Aligning around shared health metrics
Let’s start with the foundation: metrics. If RevOps and Customer Success aren’t working from the same definition of customer health, they’re moving in different directions.
Start with three essentials:
- Net revenue retention (NRR) – a strategic indicator of account health and growth
- Churn rate – a lagging metric that signals downstream risk
- Product usage signals – leading indicators that support proactive workflows
RevOps can turn these into real-time alerts, dashboards, and workflows. For example, they can trigger a renewal preparation workflow 120 days before contract expiration, highlight expansion opportunities based on product usage milestones, and flag at-risk accounts based on activity drop-offs.
This work makes customer data easier to use and more importantly, easier to act on.
When RevOps owns metrics that influence account growth and risk, it shows they are contributing to business stability. That earns credibility with executives.
Mapping the lifecycle and handoff moments
Every dip in NRR has a cause, and many of those causes can be traced back to process breakdowns between teams.
“If you’re aligning to the customer buyer journey, it ends up being across everything. At the end of the day, RevOps connects those dots.”
— Hannah Wendt, Director of RevOps, NoFraud
A clear RevOps lifecycle map should cover:
- Sales handoff to onboarding
- Onboarding to Customer Success
- Customer Success to account management
- The renewal motion
Once the handoffs are mapped, gaps become visible. Is CS receiving full context from Sales? Are adoption goals documented and tracked? Is there clarity on who drives upsell conversations?
Customer journey mapping gives structure to these questions and ensures smoother transitions between teams.
When RevOps brings visibility to gaps in customer lifecycle execution, they demonstrate that they are safeguarding revenue. That kind of contribution stands out at the executive level.
Automating playbooks for expansion and renewal
Once lifecycle mapping and metrics are aligned, the next step is execution at scale.
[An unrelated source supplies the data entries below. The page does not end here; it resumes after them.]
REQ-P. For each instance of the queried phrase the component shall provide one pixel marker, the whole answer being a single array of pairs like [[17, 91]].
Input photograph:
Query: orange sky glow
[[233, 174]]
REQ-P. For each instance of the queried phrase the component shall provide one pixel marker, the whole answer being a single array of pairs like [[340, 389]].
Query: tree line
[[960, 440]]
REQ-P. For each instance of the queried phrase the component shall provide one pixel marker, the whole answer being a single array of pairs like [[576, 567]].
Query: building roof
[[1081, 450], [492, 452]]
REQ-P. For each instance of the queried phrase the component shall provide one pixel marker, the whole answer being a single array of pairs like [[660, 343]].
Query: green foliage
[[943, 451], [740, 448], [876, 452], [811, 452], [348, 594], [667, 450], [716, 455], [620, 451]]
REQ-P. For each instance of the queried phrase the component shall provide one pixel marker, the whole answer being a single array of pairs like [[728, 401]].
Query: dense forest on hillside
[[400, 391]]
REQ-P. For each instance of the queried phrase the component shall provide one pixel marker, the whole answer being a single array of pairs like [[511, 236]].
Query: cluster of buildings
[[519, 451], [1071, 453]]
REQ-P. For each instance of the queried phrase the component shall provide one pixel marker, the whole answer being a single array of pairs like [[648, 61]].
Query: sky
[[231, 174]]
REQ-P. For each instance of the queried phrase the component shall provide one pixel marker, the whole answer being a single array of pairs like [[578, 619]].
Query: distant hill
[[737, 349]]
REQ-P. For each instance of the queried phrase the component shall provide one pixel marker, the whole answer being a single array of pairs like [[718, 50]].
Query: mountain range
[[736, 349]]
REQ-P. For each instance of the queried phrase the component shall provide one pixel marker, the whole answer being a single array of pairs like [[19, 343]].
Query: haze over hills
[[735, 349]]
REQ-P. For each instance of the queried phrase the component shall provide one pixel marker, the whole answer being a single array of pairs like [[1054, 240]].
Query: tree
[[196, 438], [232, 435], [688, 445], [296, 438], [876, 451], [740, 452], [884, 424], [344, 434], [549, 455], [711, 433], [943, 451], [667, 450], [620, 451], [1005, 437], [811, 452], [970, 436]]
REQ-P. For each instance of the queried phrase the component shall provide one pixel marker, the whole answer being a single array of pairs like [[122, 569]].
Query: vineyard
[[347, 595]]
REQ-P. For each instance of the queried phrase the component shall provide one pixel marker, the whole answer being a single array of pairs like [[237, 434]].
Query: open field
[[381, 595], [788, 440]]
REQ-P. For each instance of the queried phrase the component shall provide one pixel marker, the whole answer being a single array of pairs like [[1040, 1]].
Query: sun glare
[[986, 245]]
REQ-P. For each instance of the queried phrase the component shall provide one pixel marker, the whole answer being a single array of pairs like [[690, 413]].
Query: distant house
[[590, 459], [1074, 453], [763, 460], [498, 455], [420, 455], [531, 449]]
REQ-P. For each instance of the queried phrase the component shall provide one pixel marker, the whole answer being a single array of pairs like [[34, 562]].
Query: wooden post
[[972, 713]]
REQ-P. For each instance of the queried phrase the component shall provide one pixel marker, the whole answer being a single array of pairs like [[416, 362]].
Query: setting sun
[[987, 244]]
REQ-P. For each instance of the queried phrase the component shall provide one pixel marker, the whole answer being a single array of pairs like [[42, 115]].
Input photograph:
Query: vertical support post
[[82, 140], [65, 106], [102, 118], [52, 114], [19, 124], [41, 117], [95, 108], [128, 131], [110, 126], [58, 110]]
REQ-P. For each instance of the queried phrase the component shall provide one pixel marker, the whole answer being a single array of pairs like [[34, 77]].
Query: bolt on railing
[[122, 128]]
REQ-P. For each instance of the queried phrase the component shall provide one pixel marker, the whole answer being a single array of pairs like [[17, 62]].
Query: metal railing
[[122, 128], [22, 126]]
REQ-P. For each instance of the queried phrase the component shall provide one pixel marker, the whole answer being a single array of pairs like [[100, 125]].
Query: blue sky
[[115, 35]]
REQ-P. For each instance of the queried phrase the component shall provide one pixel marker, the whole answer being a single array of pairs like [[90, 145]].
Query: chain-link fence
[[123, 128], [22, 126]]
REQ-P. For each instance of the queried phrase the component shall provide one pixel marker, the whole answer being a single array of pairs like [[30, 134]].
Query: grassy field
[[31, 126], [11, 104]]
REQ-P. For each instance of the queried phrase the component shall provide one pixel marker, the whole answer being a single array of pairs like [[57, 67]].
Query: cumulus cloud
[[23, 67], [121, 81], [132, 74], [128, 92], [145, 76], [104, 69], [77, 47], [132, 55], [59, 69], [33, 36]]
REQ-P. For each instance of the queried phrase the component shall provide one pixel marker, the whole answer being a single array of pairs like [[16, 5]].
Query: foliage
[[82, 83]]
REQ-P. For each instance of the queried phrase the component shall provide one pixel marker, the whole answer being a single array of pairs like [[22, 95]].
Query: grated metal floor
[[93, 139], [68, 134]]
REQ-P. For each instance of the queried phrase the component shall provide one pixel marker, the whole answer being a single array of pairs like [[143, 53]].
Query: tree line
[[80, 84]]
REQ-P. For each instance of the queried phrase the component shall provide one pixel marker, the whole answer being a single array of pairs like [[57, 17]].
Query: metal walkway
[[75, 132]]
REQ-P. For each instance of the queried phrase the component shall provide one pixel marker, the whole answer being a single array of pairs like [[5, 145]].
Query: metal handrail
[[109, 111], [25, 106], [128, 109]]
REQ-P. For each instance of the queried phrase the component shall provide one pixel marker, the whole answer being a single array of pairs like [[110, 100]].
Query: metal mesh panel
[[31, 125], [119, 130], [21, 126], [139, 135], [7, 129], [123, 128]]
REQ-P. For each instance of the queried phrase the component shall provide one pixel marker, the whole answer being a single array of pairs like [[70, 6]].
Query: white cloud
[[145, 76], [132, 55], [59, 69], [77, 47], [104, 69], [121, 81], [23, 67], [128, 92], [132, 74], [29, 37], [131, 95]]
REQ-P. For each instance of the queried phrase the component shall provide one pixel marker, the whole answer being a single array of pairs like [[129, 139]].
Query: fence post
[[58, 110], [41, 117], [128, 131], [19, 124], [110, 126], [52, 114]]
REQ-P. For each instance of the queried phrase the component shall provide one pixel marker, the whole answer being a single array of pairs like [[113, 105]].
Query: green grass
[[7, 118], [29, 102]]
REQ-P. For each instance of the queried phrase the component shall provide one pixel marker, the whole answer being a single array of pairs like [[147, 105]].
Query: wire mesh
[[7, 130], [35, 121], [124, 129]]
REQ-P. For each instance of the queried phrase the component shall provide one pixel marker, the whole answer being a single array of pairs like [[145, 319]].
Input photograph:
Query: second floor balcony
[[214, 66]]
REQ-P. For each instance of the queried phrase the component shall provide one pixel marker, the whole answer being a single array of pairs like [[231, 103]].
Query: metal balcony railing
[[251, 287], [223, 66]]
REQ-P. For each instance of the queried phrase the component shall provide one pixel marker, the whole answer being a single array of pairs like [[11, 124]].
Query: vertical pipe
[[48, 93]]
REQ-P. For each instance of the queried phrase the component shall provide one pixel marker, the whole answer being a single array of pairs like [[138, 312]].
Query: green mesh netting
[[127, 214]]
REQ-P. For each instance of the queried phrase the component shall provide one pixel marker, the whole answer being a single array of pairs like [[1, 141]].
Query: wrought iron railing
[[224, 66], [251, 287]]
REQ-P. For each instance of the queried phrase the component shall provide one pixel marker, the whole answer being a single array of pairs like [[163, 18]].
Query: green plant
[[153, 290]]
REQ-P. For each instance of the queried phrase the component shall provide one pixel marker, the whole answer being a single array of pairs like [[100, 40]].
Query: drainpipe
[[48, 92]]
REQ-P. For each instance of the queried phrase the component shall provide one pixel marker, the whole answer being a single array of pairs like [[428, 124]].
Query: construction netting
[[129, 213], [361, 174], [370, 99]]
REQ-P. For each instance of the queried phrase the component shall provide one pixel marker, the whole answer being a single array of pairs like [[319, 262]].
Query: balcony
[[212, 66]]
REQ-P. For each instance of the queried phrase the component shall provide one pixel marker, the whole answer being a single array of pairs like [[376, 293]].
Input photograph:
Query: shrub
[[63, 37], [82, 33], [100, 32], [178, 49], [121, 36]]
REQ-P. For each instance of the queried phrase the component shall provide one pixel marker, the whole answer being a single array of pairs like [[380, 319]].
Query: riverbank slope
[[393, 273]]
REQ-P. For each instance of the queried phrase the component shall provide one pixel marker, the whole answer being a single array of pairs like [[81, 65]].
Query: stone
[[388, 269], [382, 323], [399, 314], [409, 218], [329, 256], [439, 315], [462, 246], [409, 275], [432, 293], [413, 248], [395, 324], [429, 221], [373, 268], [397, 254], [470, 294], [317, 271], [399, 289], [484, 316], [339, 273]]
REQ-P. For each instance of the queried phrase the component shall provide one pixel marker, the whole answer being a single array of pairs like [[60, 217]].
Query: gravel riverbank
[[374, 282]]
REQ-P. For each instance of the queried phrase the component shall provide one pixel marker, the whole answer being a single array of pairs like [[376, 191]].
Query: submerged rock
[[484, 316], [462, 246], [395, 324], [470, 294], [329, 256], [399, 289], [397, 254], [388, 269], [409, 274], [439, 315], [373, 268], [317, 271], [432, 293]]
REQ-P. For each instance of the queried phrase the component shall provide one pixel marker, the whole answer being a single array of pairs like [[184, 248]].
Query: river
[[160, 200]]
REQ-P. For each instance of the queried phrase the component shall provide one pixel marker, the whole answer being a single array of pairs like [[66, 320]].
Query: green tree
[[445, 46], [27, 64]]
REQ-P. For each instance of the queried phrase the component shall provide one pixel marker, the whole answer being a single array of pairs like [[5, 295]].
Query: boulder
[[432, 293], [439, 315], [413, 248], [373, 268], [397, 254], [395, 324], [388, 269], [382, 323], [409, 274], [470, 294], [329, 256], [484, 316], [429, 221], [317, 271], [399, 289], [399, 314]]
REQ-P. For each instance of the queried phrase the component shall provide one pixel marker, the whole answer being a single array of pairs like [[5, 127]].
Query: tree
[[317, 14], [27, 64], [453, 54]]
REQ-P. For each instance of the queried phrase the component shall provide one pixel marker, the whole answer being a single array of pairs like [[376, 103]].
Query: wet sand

This is where AccountAim dashboards and automation workflows are valuable. A well-equipped RevOps team can:
- Build playbooks for expansion and renewal into CRM systems
- Create dashboards for CSMs that highlight at-risk or expansion-ready accounts
- Automate task assignments based on contract terms or usage patterns
These are not isolated projects. They are components of durable, repeatable expansion and renewal strategies.
Executives prioritize consistency and scale. When RevOps introduces automation that supports revenue retention and growth, they are recognized as operational leaders.
Making impact visible
Customer Success teams are closest to the accounts. RevOps teams have the systems and data. When these teams collaborate around metrics, processes, and automation, they improve outcomes across the board.
For RevOps leaders looking to do their job more strategically, and gain recognition from the C-suite, this is a high-leverage place to start.